|Summary sheet: 2C-T|
|Common names||2C-T, Tesseract|
|Routes of Administration|
2,5-Dimethoxy-4-methylthiophenethylamine (also known as 2C-T) is a lesser-known psychedelic substance of the phenethylamine class. It is a member of the 2C-x family of psychedelic phenethylamines, all of which are close relatives to mescaline. It is thought to produce its effects by binding to serotonin receptors in the brain, although the precise mechanism is not fully understood.
2C-T was first synthesized as part of a collaboration between researchers David E. Nichols and Alexander Shulgin. Its effects and synthesis is described in Shulgin's 1991 book PiHKAL ("Phenethylamines I Have Known and Loved").
2C-T's subjective effects are not well-characterized. Preliminary anecdotal reports appear to indicate it has some of the psychedelic effects of 2C-T-2 and 2C-T-7. The effects of 2C-T have been described as being less visual and more tactile.

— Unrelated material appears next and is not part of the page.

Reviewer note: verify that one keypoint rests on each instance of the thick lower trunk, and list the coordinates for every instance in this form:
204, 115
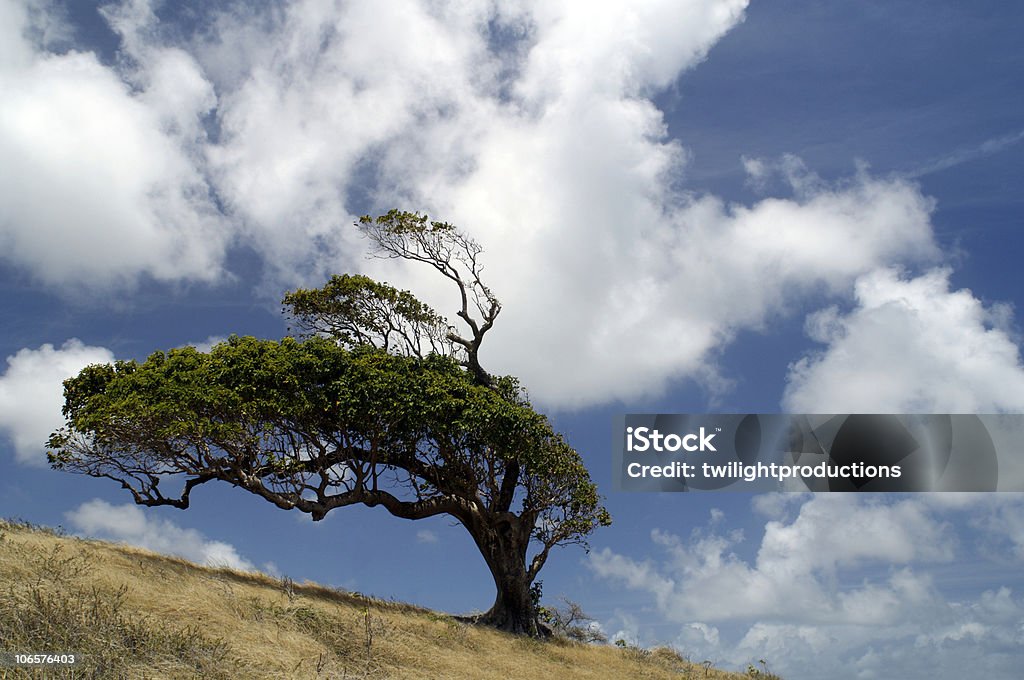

Very little data exists about the pharmacological properties, metabolism, and toxicity of 2C-T, and it has a relatively short history of human usage. It is highly advised to use harm reduction practices if using this substance.
History and culture
This History and culture section is a stub.
As a result, it may contain incomplete or wrong information. You can help by expanding it.
It was first synthesized and studied through a collaboration between David E. Nichols and Alexander Shulgin. However, 2C-T is almost unknown on the black market and is rarely sold online.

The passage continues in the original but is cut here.